Dream of:05 June 1989 "Barefoot In Court"
I had gone to the Dallas Federal Courthouse, where I was supposed to have a hearing in the bankruptcy case of Hogan (a legal client). One of Hogan's creditors had filed a motion to have the bankruptcy judge allow the creditor to repossess some of the creditor's property held by Hogan. The same creditor apparently had a security interest in a mobile home, the land on which the mobile home sat, and a house.
In the hall I encountered the creditor's attorney (about 30 years old) who, like I, was wearing a suit. I had the definite feeling that he didn't know much about bankruptcy law, and that he thought I did. The truth was I really didn't know that much about it myself, although I probably did know more than he did.
I had been hoping he and I could reach an agreement in this case before going to the judge. I told him that Hogan was willing to return the land and the house, but that he wanted to keep the mobile home. I also told him Hogan needed about 60 days before returning the land and the house. I thought the proposal sounded good. I told him I didn't think the judge would make Hogan give up the mobile home anyway, because Hogan and his wife were living in it. I also told the attorney if Hogan gave back the house and land, the attorney's client would think the attorney had done a good job.
Although the attorney basically seemed to agree with my proposal, he seemed confused about what to do. Since our hearing was already scheduled in front of the judge, he suggested we go on into the courtroom. I was unsure whether we were scheduled for a 10 minute hearing or a half hour hearing. At any rate I told him the judge would probably have to reschedule us if we were actually to be heard.
We walked down the hall together looking for the judge's courtroom. The judge's name was Felsenthall. I didn't want the other attorney to know I had never had a hearing before the judge. However, when I made a wrong turn in the hall and the other attorney told me the courtroom was in another direction, I admitted to him that although I had been in front of the other bankruptcy judges, I had never been in front of Felsenthall.
When we entered the courtroom, probably 25-30 people were already seated inside. I sat in a seat near the back, and the other attorney found himself a seat. I was a little nervous because Hogan wasn't here with me and I thought his presence might be necessary. Plus, I was unsure I had even told Hogan to come to this hearing, and that was part of the reason why I didn't want to have the hearing today.
After a short wait, the judge entered. He quickly took the bench and began calling out names for cases. Since I was having difficulty hearing, I rose and walked to the side of the room and toward the front. I saw some seats in the very front row, and I thought I would sit down in one.
Before I reached the seats, the judge called out Hogan's name and the creditor's attorney rose and announced he was present.

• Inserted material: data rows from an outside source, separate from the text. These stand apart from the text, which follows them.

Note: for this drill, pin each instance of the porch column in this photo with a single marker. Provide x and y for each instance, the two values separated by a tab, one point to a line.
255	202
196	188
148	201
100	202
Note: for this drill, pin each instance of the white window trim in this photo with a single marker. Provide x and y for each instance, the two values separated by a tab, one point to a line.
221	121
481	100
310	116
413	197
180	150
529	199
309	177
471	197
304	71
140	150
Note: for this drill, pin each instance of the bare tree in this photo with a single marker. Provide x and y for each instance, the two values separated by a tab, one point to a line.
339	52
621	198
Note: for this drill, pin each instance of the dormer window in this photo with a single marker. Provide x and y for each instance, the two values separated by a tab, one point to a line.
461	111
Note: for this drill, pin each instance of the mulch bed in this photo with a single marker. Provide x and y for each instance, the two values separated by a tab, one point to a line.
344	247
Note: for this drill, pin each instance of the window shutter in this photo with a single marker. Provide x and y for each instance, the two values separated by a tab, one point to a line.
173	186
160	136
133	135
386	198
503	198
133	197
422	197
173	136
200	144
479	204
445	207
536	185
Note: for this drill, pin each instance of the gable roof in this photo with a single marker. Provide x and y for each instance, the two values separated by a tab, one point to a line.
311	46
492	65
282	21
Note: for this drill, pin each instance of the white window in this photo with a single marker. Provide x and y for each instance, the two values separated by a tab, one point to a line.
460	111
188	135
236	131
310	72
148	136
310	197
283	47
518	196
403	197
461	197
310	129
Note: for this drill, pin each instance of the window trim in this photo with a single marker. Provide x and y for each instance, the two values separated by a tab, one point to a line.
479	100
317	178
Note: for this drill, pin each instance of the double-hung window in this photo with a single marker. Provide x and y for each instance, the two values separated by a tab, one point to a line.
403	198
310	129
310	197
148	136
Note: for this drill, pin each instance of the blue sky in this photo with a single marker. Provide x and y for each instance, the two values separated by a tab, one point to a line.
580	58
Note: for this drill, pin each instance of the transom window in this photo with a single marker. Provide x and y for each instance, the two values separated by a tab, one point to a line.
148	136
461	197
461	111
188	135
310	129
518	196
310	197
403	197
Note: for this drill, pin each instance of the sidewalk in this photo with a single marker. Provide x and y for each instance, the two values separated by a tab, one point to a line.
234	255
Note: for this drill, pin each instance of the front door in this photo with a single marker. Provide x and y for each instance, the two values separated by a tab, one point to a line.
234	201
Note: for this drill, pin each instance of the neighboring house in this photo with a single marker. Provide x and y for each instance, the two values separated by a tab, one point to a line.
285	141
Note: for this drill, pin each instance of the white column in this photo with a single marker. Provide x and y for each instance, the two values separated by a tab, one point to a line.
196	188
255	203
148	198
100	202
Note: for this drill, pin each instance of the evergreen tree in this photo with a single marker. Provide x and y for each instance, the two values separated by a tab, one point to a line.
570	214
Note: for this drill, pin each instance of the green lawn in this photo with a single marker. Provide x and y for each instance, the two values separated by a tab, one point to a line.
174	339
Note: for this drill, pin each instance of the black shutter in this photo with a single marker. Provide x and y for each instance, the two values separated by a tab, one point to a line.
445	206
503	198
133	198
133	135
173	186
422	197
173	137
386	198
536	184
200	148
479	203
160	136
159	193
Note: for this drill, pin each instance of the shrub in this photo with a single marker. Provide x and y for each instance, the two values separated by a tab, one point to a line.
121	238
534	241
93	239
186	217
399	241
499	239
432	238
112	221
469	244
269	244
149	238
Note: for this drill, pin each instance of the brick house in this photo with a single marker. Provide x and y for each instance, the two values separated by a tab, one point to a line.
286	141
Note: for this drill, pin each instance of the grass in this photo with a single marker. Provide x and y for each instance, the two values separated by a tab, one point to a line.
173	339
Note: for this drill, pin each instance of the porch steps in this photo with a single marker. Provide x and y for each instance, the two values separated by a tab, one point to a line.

I spoke up and announced I was the debtor's attorney. I also announced that I thought the creditor's attorney and I had an agreement worked out, but that I thought the creditor's attorney would still like for us to confer with the judge and get the judge's approval.
I moved in front of the bench and the judge began talking to me. At this point I realized I wasn't wearing any shoes and I was in fact barefoot. Although I imagined all the people sitting in the audience could see I was barefoot, there was little I could do about it now. I just hoped the judge didn't notice.
The judge began asking me when would be a good time for me to have the hearing. He said something about hearing the case at a restaurant downtown, although I wasn't entirely sure what he was talking about. Finally the creditor's attorney looked worried about my talking alone to the judge and he likewise stepped up to the bench.